I recently bought a ruff wear lead and a Vizsla was on the packagin for that. I think they advertise for the Ruff Wear backpacks too.


----------



## raps702 (Dec 19, 2010)

Hey treetops, you must live in Canada, noticed the presidents choice bag, we went to Victoria, BC for xmas (inlaws live there) and we went to a Superstore!! We live in Seattle, Wa and I do believe it was the Bowsers pet products that we saw the doggy bed picture of the vizsla....


----------



## JillandDan (Sep 8, 2010)

I saw a dog toy company the other day at Petsmart with a V on it.

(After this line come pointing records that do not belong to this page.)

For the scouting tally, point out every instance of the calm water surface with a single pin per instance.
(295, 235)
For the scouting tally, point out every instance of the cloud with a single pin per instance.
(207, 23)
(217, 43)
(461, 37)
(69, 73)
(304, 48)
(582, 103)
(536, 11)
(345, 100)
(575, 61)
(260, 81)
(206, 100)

I was asking the person for help finding a toy that wouldn't be destroyed in 2 minutes and she asked breed of dog. I told her and she had that confused look so I pointed to the toy. The brand is Starmark. The V is on it at the top upside down. There is also a brand of dog food that has a V on the ad. We saw it at a small pet store here in DE.


----------



## SandraDee (Oct 19, 2010)

Crown Royal used to have Vizsla's in their ads.

I actually hate seeing V's used in marketing. I would Like them to be kept a nice little secret


----------



## scooby (Mar 23, 2009)

our out of hours vets use a V on their posters, quite appropriate with the amount of times Scoobys been to visit !!! thank heavens for insurance


----------



## vizslarunner (Oct 20, 2010)

our puppy pad packaging had a vizsla on it.

and Smuttynose Brewing has a beer called the Old Brown Dog Ale, and i'm pretty sure the dog used in the picture is a vizsla


----------



## Crazy Kian (Aug 10, 2009)

vizslarunner said:


> our puppy pad packaging had a vizsla on it.
> 
> and Smuttynose Brewing has a beer called the Old Brown Dog Ale, and i'm pretty sure the dog used in the picture is a vizsla


hmmm..... a chocolate vizsla ???


----------



## JillandDan (Sep 8, 2010)

I just found another on Nutro's website. I was looking into their Nutro Natural since Blue buffalo still isn't agreeing with Holley's stomach and there it was at the top of the screen.


----------



## Bellababy (Mar 31, 2010)

Ralph Lauren once used them in a photo advert. If you google Ralph Lauren and Vizslas it will show up in a line of other adverts using vizslas, but this one is my favourite, the two vizslas in in are just stunning and the photo is so stylish.


----------